Enhancing Binary Encoded Crime Linkage Analysis Using Siamese Network
Yicheng Zhan, Fahim Ahmed, Amy Burrell, Matthew J. Tonkin, Sarah Galambos, Jessica Woodhams, Dalal Alrajeh
TL;DR
The paper tackles crime linkage in high-dimensional, sparse binary data by proposing a Siamese Autoencoder that integrates geographic-temporal information at the decoder stage to amplify pairwise signals. It jointly optimizes a contrastive loss and a reconstruction loss, yielding robust latent embeddings, and augments this with domain-informed data reduction to preserve semantics while reducing dimensionality. Evaluations on the ViCLAS dataset show consistent improvements over baselines, with up to 9% relative AUC gains and substantial reductions in investigative workload during out-of-time tests. The approach offers a practical, interpretable tool for investigators, accompanied by guidelines for data preprocessing, ethical safeguards, and adaptations for cross-jurisdictional deployment.
Abstract
Effective crime linkage analysis is crucial for identifying serial offenders and enhancing public safety.

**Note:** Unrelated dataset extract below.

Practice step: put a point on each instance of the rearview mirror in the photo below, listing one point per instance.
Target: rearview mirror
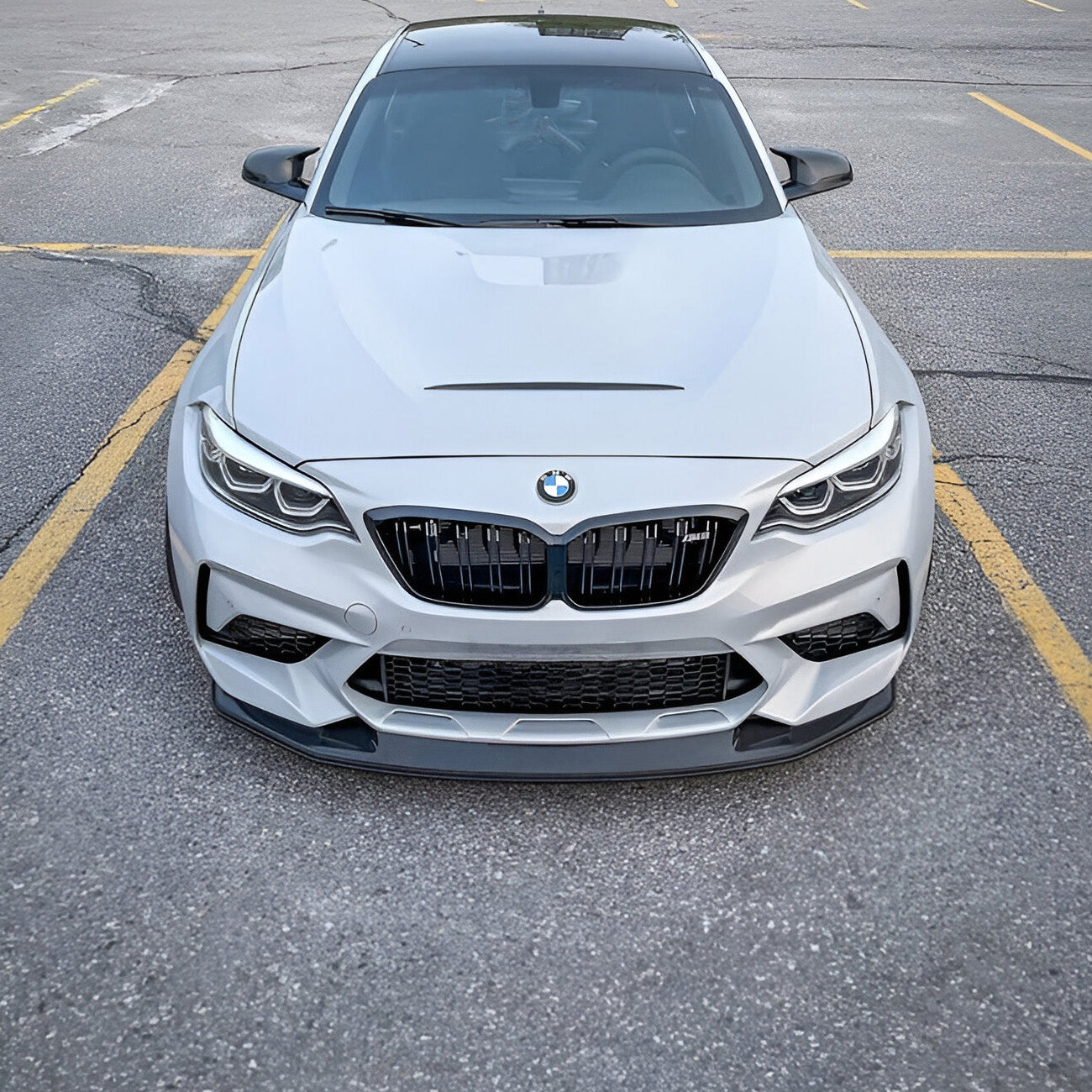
(814, 171)
(279, 170)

To address limitations of traditional crime linkage methods in handling high-dimensional, sparse, and heterogeneous data, we propose a Siamese Autoencoder framework that learns meaningful latent representations and uncovers correlations in complex crime data. Using data from the Violent Crime Linkage Analysis System (ViCLAS), maintained by the Serious Crime Analysis Section of the UK's National Crime Agency, our approach mitigates signal dilution in sparse feature spaces by integrating geographic-temporal features at the decoder stage. This design amplifies behavioral representations rather than allowing them to be overshadowed at the input level, yielding consistent improvements across multiple evaluation metrics. We further analyze how different domain-informed data reduction strategies influence model performance, providing practical guidance for preprocessing in crime linkage contexts. Our results show that advanced machine learning approaches can substantially enhance linkage accuracy, improving AUC by up to 9% over traditional methods while offering interpretable insights to support investigative decision-making.